Go to a petrol station and the information you have to work with is the brand, availability at that site (diesel, petrol), octane ratings for petrol and price. That's all I need to make a decision, though my preference is Jet petrol because it seems to work better with small capacity scooter engines.
I like soya milk and I read the nutritional information on the side of cartons. What interests me most is calories; these range from about 35 per 100 ml all the way up to about 60. Second is the sugar content and third is fat content. After months of trials I've found a brand that's within my price point, tastes great and claims 45 calories per 100 ml.
Another example is bottled water. I look for the calcium, magnesium and sodium content. Scotland's not good for magnesium in water, so I prefer water that's low in sodium and has a calcium to magnesium ratio as close to 2 to 1 as possible, meaning it's usually from France.
These all allow me to make informed decisions. We can't expect to be able to speak with knowledgeable shopkeepers, or growers about items sold in supermarkets, so these labels are an acceptable compromise.
Yet with tobacco we're told nothing of consequence. Tobacco packs have huge warning labels as well as photographs, yet the most important information has been ignored. I'd like to know the tar and nicotine content as well as the types of tobacco used and their country of origin. I'd also like to know the moisture content in tobacco pouches.

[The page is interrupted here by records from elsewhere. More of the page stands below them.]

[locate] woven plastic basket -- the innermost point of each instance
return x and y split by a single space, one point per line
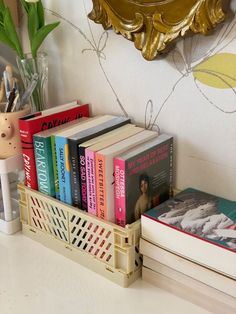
105 248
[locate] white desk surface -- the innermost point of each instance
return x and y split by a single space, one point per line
36 280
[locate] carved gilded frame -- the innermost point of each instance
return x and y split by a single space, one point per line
153 24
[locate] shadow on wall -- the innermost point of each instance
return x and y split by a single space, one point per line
7 56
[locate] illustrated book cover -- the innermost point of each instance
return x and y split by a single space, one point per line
202 226
105 172
108 139
143 178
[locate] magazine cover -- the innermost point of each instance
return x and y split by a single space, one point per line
201 214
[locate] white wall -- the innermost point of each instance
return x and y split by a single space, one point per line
117 79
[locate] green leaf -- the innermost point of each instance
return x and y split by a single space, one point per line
2 6
4 38
32 21
2 11
218 71
40 11
40 36
11 32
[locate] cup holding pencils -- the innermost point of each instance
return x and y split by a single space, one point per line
10 143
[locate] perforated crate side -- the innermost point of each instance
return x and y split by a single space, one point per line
23 205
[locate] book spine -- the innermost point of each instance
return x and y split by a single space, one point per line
75 174
29 128
83 179
100 186
62 150
55 168
120 191
26 135
43 159
91 181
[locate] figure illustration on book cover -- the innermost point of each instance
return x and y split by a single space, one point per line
144 201
201 214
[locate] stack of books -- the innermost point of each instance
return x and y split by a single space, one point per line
104 165
189 248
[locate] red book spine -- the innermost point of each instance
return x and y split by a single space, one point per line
29 127
120 192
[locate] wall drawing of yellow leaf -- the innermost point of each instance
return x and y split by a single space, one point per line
218 71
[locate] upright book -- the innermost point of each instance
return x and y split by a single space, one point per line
198 226
31 124
77 157
108 139
45 157
143 178
105 172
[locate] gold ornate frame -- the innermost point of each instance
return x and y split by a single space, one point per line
153 24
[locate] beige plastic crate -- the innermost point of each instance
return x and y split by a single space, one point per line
104 247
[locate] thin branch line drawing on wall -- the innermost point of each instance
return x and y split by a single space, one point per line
94 48
192 65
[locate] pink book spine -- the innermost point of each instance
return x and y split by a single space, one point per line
120 192
91 181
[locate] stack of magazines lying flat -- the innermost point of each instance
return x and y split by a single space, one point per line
189 248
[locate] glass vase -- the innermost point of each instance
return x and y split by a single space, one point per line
27 68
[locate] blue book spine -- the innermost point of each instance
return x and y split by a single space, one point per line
43 160
63 165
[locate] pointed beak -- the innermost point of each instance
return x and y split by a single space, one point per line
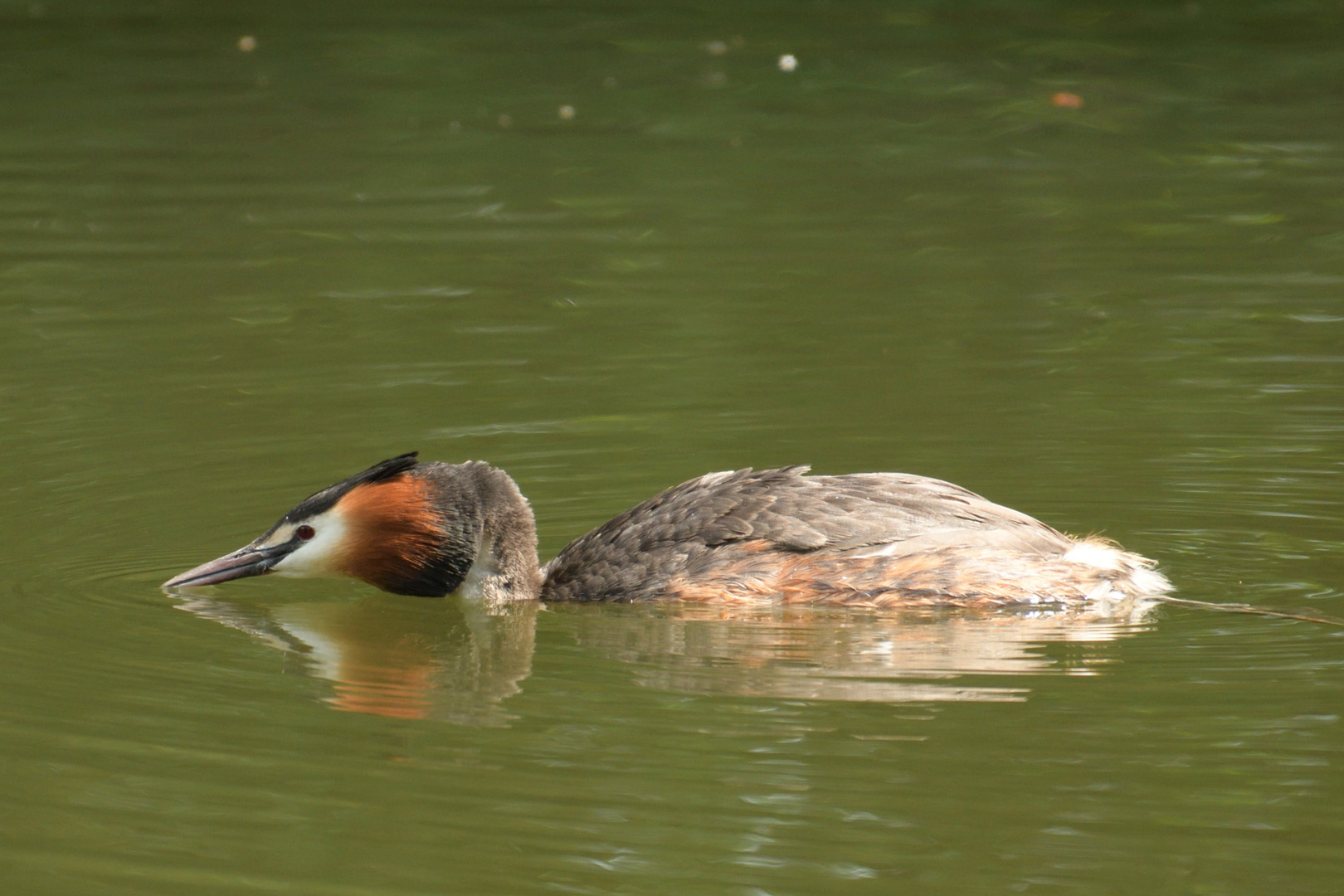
240 564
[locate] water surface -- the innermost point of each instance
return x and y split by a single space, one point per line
231 277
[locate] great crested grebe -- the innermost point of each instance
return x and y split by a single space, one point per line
746 536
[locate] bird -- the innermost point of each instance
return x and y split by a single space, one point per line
745 538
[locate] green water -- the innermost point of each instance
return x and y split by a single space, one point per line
230 277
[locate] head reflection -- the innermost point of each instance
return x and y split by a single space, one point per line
398 657
459 661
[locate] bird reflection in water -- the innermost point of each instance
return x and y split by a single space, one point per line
825 653
394 657
459 661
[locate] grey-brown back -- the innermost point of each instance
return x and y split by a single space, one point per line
637 553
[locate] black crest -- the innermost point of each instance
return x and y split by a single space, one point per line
329 497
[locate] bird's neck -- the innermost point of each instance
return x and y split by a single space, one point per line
504 567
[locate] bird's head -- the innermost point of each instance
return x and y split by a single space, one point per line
383 525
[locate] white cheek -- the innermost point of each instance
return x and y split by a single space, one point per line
320 555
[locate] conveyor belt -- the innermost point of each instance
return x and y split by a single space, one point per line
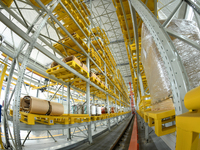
107 139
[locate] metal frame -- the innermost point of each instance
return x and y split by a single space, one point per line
173 64
32 41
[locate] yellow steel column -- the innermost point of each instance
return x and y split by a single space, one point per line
2 75
189 143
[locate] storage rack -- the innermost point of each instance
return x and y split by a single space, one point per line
115 94
131 18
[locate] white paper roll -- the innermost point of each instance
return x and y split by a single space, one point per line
98 110
93 110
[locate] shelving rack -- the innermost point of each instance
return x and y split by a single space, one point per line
71 20
131 18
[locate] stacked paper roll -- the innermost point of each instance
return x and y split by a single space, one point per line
40 106
56 109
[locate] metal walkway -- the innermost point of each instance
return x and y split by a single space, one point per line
106 140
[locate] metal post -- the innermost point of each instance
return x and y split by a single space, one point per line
16 122
68 110
88 84
6 101
26 138
116 110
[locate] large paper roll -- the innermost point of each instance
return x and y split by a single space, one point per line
56 109
35 105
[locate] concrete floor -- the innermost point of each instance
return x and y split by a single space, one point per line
42 140
154 143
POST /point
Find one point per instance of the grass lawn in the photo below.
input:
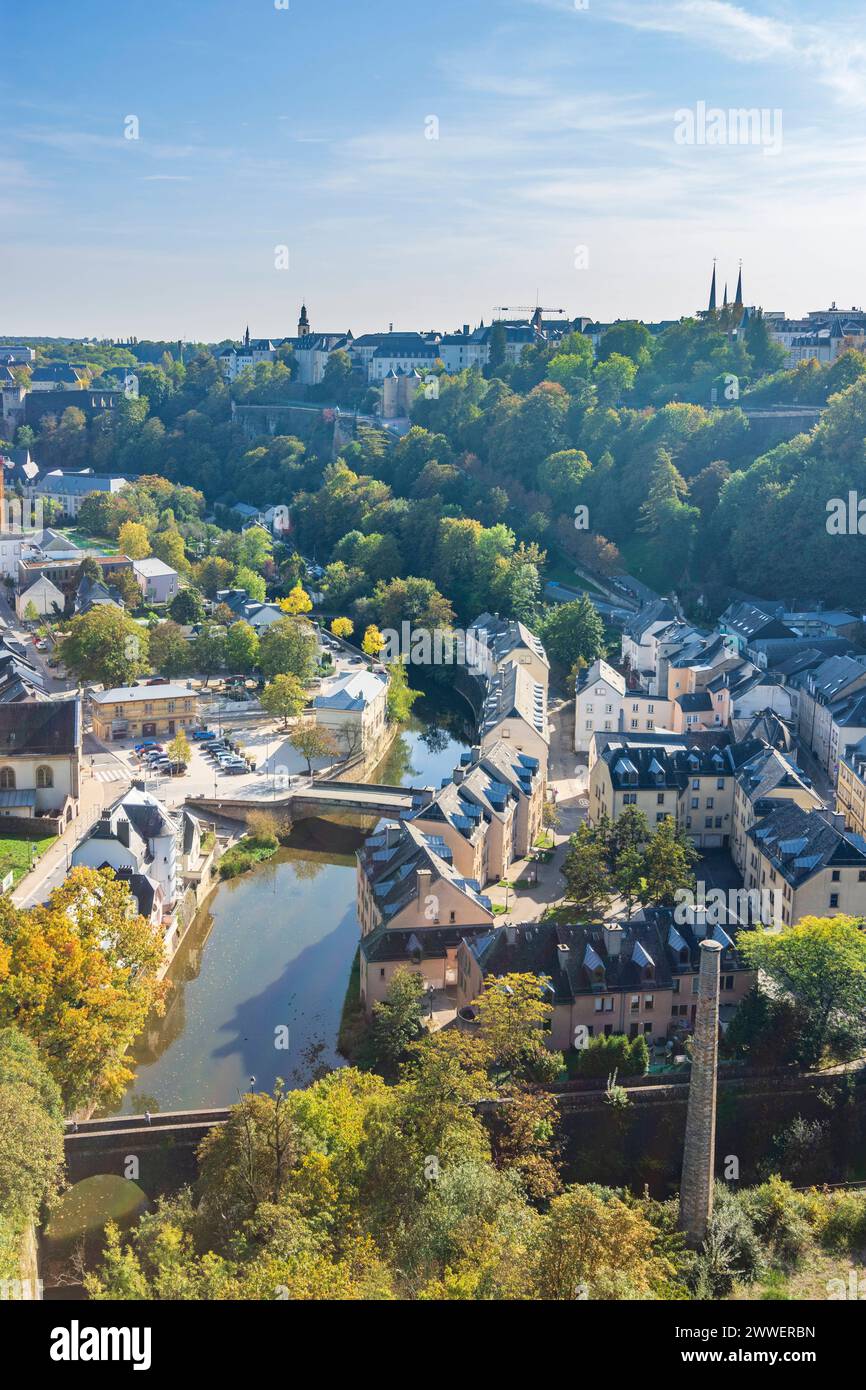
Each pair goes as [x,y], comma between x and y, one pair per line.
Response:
[92,542]
[17,854]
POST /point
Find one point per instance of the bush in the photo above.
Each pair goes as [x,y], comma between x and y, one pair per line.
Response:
[781,1218]
[843,1222]
[616,1052]
[248,852]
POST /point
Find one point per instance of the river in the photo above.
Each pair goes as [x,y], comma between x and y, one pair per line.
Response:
[259,984]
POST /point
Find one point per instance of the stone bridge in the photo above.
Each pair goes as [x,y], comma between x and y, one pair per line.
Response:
[317,799]
[159,1155]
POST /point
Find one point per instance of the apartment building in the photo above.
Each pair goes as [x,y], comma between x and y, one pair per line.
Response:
[823,694]
[769,777]
[489,813]
[640,640]
[691,784]
[407,880]
[816,866]
[603,702]
[516,709]
[851,787]
[143,710]
[498,642]
[138,834]
[637,977]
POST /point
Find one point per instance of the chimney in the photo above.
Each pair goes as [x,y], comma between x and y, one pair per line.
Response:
[699,1153]
[424,881]
[613,940]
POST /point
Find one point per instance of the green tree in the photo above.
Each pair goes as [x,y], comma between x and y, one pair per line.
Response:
[312,741]
[396,1022]
[667,865]
[32,1129]
[213,574]
[288,648]
[819,965]
[587,873]
[170,652]
[574,631]
[513,1012]
[241,648]
[106,647]
[186,608]
[209,651]
[284,697]
[401,698]
[134,541]
[252,583]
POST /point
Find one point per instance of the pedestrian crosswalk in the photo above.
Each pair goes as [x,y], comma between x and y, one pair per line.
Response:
[110,774]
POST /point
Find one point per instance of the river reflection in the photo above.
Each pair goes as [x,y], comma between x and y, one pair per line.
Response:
[271,952]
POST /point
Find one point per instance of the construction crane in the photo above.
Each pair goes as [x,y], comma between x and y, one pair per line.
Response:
[526,309]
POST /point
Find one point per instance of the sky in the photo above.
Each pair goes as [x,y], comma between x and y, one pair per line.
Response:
[421,163]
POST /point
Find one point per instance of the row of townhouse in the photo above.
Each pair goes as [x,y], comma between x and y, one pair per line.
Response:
[691,780]
[378,355]
[159,854]
[420,886]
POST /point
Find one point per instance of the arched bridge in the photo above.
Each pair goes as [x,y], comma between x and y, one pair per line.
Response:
[319,798]
[157,1154]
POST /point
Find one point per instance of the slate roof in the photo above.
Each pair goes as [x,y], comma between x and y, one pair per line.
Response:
[392,859]
[801,843]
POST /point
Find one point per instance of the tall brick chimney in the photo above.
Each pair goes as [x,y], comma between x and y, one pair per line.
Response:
[699,1154]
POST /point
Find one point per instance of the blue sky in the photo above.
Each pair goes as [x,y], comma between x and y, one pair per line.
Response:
[307,128]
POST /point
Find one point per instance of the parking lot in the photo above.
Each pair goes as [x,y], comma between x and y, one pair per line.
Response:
[264,744]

It's something many of us just take for granted; warning labels, photos of sick people, the brand and that's it. The rest obtained by word of mouth or The Web.
However they'd like to introduce plain packaging for alcohol in Ireland and they state:
"It is a fundamental right of consumers to make informed choices about the products they purchase, and it is the obligation of government to ensure citizens are able to do so. Adequate labelling of alcohol products must be viewed as part of a comprehensive strategy to provide information and educate consumers to prevent, and reduce, alcohol-related harm." (01)
There's no justifiable reason why we, as consumers, should not be afforded the same basic information about tobacco products. As what's needed is both informative and educational, this should be incorporated into each pack with reduced space for what we now know are faked, contrived or irrelevant photographs (02).
Tobacco control may be "more interested in hurting tobacco companies than they are in reducing smoking or even total product use" (03), however they have a duty to stay legal, to ensure our fundamental rights as consumers are upheld. In this they've failed - and compromised governments in the process.